The suspected head of Spain's armed Basque separatist group Eta has been arrested in northern France.
Alejandro Zobaran Arriola and three other Eta suspects were seized by French police at a holiday cottage in a remote village near the Belgian border.
One of the other three detainees is also thought to be a senior militant.
Eta's campaign for independence for the Basque region has cost more than 800 lives since 1968 but it called a halt to armed attacks last year.
The four suspects were arrested at a cottage overlooking the tiny hamlet of Willencourt, population 140, south of the port of Dunkirk.
Police swooped on the house, local resident Mickael Catouillard told AFP news agency, adding that there had been a sudden swarm of cars and flashing lights.
Firearms and documents were seized inside the house, Spanish national radio said, citing counter-terrorism sources.
'Odd kind of tourists'
Local hunter Pierre Dufour told AFP that the suspects had moved into the cottage almost two weeks ago, saying they had come to tour the Belgian coast.

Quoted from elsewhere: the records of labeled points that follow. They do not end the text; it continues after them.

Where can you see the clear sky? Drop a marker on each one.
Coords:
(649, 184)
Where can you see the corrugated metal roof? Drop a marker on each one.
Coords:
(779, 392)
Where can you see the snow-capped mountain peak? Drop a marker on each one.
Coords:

"They planned to stay three weeks and they paid for it all up front," he added.
According to the Spanish daily El Pais, the owner of the cottage tipped off police about the men when he found their identity documents suspicious. They had reportedly tried to pass themselves off as students.
"I too found it weird," Mr Dufour said.
"For tourists, they hardly ever went out. One day one of them, a young man, asked me the way to a baker's. He spoke with a strong foreign accent. He was very polite, very friendly."
Mr Arriola - known as Xarla - is believed to be the sixth Eta military chief to be detained since Francisco Javier Lopez Pena was arrested in May 2008.
Eta has been coming under increasing pressure to lay down its weapons and, in January this year, announced that it would cease "offensive armed actions".
But Prime Minister Jose Luis Rodriguez Zapatero rejected the declaration, saying he wanted the group to be completely disbanded.
Spanish authorities believe their campaign against Eta has crippled its operational capacity, with dozens of arrests - including a number of top leaders - made in collaboration with forces in other countries.